Being part of this event for Down syndrome has truly intensified my feelings that we are so on the right track for advocating for neurodiversity and with what we are trying to accomplish here at DifferentBrains.org. Because it’s not just Down syndrome. It’s not just Autism and Asperger’s, which led me to write my Aspertools book, it’s not just about neurological conditions, seizure disorders, mental health issues, intellectual differences, developmental differences, it’s about all of the above. Society needs to understand and embrace Neurodiversity for the benefit of ALL of us.

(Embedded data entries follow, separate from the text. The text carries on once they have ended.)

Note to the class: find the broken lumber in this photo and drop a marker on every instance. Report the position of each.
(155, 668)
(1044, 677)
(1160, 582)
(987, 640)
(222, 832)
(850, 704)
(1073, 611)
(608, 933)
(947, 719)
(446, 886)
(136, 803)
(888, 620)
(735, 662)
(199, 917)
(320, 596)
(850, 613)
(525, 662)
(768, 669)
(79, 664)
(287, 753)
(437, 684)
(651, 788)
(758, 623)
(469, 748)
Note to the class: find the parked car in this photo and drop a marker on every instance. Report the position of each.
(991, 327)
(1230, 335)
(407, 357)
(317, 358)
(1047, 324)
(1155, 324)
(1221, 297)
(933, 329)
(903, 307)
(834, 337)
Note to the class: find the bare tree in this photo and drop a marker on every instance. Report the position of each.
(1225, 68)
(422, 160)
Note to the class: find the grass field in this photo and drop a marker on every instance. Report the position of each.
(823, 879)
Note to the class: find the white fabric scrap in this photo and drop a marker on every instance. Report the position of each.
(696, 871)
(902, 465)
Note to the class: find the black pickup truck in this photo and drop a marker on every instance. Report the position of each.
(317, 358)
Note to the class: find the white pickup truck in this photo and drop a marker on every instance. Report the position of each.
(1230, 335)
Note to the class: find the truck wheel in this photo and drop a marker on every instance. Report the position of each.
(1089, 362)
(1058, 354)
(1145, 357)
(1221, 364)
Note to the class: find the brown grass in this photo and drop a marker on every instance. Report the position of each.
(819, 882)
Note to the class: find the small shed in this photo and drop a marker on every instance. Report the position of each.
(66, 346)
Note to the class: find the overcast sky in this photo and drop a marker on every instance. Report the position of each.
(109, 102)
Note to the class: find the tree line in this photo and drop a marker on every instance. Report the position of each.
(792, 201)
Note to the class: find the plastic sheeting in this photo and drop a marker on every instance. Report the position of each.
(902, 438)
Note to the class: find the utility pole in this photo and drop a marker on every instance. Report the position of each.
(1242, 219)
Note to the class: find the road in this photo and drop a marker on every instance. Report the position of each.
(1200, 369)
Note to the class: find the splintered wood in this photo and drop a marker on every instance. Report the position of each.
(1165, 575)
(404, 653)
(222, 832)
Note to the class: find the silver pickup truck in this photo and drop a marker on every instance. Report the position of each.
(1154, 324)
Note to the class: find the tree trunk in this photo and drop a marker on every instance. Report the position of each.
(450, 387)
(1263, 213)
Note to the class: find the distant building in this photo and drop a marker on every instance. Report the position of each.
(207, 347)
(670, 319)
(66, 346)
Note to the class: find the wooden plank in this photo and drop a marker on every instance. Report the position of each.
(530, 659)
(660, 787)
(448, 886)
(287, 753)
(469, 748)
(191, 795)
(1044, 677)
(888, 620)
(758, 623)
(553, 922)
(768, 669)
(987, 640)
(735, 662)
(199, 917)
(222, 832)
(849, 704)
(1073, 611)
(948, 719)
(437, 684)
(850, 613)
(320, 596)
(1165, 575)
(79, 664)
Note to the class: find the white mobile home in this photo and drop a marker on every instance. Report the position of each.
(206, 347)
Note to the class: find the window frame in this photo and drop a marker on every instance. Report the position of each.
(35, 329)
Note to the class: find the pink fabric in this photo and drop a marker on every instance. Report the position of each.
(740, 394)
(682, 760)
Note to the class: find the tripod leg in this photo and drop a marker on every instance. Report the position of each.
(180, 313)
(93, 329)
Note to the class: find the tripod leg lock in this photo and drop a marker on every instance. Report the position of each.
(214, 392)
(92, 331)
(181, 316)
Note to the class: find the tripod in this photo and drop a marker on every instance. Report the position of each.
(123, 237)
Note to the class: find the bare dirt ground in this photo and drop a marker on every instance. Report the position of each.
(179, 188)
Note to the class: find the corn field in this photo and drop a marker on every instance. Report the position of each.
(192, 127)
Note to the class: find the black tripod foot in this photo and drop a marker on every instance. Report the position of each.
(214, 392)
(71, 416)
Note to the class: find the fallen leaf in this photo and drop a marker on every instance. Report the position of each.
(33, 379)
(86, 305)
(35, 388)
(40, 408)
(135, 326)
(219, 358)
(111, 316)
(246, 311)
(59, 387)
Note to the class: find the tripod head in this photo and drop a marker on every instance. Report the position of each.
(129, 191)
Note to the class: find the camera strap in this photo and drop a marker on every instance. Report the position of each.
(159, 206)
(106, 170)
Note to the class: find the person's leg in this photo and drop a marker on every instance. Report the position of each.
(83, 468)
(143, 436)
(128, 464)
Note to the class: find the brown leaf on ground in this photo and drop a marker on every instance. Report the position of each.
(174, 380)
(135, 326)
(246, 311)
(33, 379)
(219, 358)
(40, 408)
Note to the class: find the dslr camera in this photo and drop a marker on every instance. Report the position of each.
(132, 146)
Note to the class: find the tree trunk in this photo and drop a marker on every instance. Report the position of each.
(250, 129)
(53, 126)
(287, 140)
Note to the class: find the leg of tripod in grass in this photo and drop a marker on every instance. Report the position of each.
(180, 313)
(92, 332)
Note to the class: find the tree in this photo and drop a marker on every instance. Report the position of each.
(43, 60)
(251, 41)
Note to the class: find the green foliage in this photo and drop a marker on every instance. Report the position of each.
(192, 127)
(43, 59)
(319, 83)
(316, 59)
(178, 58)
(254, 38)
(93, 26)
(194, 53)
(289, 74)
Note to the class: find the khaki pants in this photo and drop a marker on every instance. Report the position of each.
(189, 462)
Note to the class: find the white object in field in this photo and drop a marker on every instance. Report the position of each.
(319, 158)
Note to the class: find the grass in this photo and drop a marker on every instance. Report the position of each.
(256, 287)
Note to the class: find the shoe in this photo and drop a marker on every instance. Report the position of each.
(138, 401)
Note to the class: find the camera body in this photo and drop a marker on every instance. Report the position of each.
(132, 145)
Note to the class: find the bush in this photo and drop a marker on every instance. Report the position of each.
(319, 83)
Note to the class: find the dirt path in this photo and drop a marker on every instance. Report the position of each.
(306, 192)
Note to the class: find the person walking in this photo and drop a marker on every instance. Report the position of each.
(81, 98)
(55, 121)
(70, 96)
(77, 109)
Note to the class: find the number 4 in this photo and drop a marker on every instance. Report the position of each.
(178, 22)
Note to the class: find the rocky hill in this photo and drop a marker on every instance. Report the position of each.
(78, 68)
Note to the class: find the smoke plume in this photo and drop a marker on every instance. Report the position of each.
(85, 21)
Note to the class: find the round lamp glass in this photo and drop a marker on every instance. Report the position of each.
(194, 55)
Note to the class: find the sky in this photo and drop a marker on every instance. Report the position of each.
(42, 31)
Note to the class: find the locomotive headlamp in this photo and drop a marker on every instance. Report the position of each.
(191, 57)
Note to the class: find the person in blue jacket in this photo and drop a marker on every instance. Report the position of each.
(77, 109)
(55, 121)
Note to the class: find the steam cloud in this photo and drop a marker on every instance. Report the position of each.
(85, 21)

I salute the NDSS and all organizations like them. And I think the time has come to recognize that we are all on a spectrum of sorts, whether it is on our brain differences, our age differences, and any other differences. But one thing’s for sure. We all get born, and we all age, and we all need to prepare for the future. A POSITIVE future for ALL!
Different Brains® Inc. founder Harold “Hackie” Reitman, M.D. is an author, filmmaker, retired orthopedic surgeon, former professional heavyweight boxer, the past chairman and president (and current board member) of The Boys and Girls Clubs of Broward County, and a neurodiversity advocate. However, it was his role as a father that led to the creation of the DifferentBrains.org website.
Hackie’s daughter Rebecca grew up with epilepsy, 23 vascular brains tumors, and underwent 2 brain surgeries before the age of 5. Her struggles and recovery put him on the road to, through 26 professional heavyweight boxing matches, raising money for children’s charities (to which he donated every fight purse).
Rebecca eventually went on to graduate from Georgia Tech with a degree in Discrete Mathematics, and Dr. Reitman wrote and produced a film based on her experiences there (The Square Root of 2, starring Darby Stanchfield of ABC’s Scandal). After graduation, Rebecca received a diagnosis of Asperger’s syndrome. Hackie, shocked at his own ignorance of the topic despite being an M.D., embarked on years of research that culminated with his book Aspertools: The Practical Guide for Understanding and Embracing Asperger’s, Autism Spectrum Disorders, and Neurodiversity (released by HCI books, publishers of the Chicken Soup for the Soul series).
This experience revealed to Hackie the interconnectedness of the conditions that fall under the neurodiversity umbrella, while alerting him to the in-fighting and fractured relations that often plague the organizations tasked with serving the community. Convinced that overcoming these schisms could help all of society, Hackie forged the Different Brains philosophy of inclusive advocacy: “Supporting Neurodiversity – From Autism to Alzheimer’s and All Brains In Between”.
In the company’s initial years of operation, Hackie self-financed all of the content on DifferentBrains.org, all of which offered free to view to the public. Currently he is the host of our weekly interview show Exploring Different Brains, writes blogs for the site, and tours the country speaking at conferences, conventions and private functions, all with the goal of improving the lives of neurodiverse individuals and their families, and maximizing the potential of those with different brains. Separate from Different Brains, Hackie is the founder and CEO of PCE Media, a media production company focusing on reality based content. He recently co-executive produced the documentary “Foreman”, the definitive feature documentary on legendary boxer and pitchman George Foreman.